Наутро были общественные работы по саду. Каждому была поставлена своя локальная задача: выгребали граблями мусор из травы, окапывали яблони, подрезали кусты шиповника и жасмина и складывали срезанные ветки для будущего костра. На мое галантное предложение в чем-то помочь, что-то оттащить в сторону Ира ответила категорическим отказом и строго посмотрела на меня. Ни она, ни я еще не знали, что через десять лет станем мужем и женой…
Уезжал вечером в воскресенье литфондовским автобусом от главного корпуса Малеевки. А через неделю, тоже в воскресенье вечером, позвонила Лана и коротко сообщила скорбную весть, потрясшую своей неожиданностью. Борис умер 8 июня 1974 года от очередного сердечного приступа, 6 июля ему бы исполнилось пятьдесят пять.
4
На похоронах Бориса народу было много: не только отдыхающие в Малеевке писатели, немало друзей приехало из Москвы. Не помню, был ли Булат Окуджава среди отдыхающих или приехал из Москвы, но сохранились его автограф на половинке листка писчей бумаги и стихи:
Под стихами помета:
«9 июня 1974 г. Умер Боря Балтер».
В дате ошибка. Видимо, Окуджава услышал о смерти Бориса с опозданием на один день…
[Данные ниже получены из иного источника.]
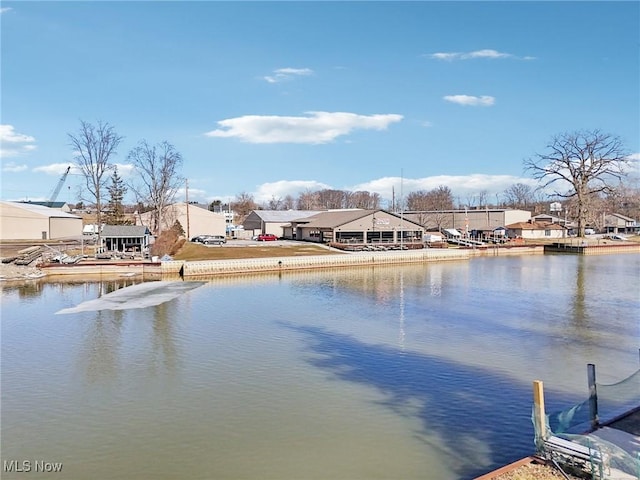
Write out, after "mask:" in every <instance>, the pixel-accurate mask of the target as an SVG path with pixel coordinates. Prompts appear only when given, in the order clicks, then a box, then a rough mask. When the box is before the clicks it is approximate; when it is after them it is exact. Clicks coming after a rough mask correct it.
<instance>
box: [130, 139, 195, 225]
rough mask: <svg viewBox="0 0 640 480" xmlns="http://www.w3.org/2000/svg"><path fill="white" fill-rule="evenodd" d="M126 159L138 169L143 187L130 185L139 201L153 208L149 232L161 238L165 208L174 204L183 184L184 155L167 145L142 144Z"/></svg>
mask: <svg viewBox="0 0 640 480" xmlns="http://www.w3.org/2000/svg"><path fill="white" fill-rule="evenodd" d="M127 159H128V160H129V162H131V163H132V164H133V166H134V167H135V169H136V172H137V173H138V178H139V180H140V182H141V184H140V185H131V189H132V190H133V191H134V192H135V194H136V196H137V197H138V200H139V201H140V200H141V201H143V202H145V203H146V204H147V205H149V206H150V207H151V208H152V211H153V213H152V215H151V226H150V229H151V231H152V232H154V233H155V234H156V235H160V233H161V232H162V225H163V218H162V216H163V215H164V211H165V207H167V206H168V205H170V204H171V203H173V201H174V200H175V196H176V193H177V192H178V189H179V188H180V186H181V185H182V184H183V183H184V179H183V178H182V177H181V176H180V175H179V174H178V170H179V168H180V167H181V166H182V155H180V152H178V151H177V150H176V149H175V147H174V146H173V145H171V144H170V143H168V142H166V141H165V142H161V143H159V144H157V145H149V144H148V143H147V141H146V140H142V141H141V142H140V143H138V146H137V147H135V148H134V149H133V150H131V152H129V156H128V157H127Z"/></svg>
Я приехал более ранней электричкой, чем та, к которой подавался литфондовский автобус. Поэтому оказался в доме одним из первых. Меня встретила внимательная и участливая Майя Кармен (она еще не стала Аксеновой), подруга Гали с юности. К Гале ни с какими расспросами невозможно было подойти, у нее было почерневшее от горя лицо. На участке перед домом постепенно собирались люди. В дом заходили с крыльца, затем вереница прощающихся тянулась через большую центральную комнату первого этажа, выходили в сад через заднюю дверь. В углу на тумбочке вращалась долгоиграющая пластинка: приглушенно звучала скорбная музыка. Потом на автобусах и на машинах ехали на кладбище в Старую Рузу. Поселковый совет отвел место для могилы на верху зеленого, довольно крутого холма – это был свободный край кладбища, он и сейчас остается свободным от захоронений. Панихида прошла в небольшой ложбине перед холмом. Гроб был установлен на двух табуретках. О Борисе говорили друзья, от правления московского союза выступил один из секретарей Александр Рекемчук, он, оказывается, в одно время с Балтером учился в Литинституте. Потом гроб на руках поднимали в гору, потом бросали горсти земли на крышку гроба. Когда все кончилось, мы с моей женой Кларой спустились с холма на дорогу и собирались попрощаться с Галей, потому что мало с кем были знакомы. Но тут нас перехватила Ира и без лишних объяснений усадила в автобус, везущий назад в дом, на поминки…
С этого и началась наша дружба с Галей и с Ирой. Им нужна была не только моральная поддержка, но и реальная помощь в бытовых заботах. Участок на кладбище выделили довольно-таки большой даже по сельским меркам, нужно было его огородить, на могиле установить плиту. Галя нашла скульптора, который сделал проект ограды и захоронения. Потребовалось много специального кирпича, пришлось договариваться с кирпичным заводом. Машину с кирпичом, въехавшую на участок, разгружали вчетвером: Галя, Ира, я и Станислав Рассадин, которого я до этого знал лишь по статьям в «Литературке».
Было немало других дел и предприятий. Была тяжба из-за наследства (дома, который Борис построил вместе с Галей!) с Игорем, сыном Бориса от первого брака. Чтобы избежать суда, в результате которого дом мог быть потерян (в советское время гражданам разрешалось иметь только садовые участки), было заключено мировое соглашение. По нему Галя с Ирой обязались выплатить Игорю определенную сумму денег, которых у них не было. Зарабатывать деньги им приходилось переводами каких-то технических текстов, в которых они с трудом разбирались.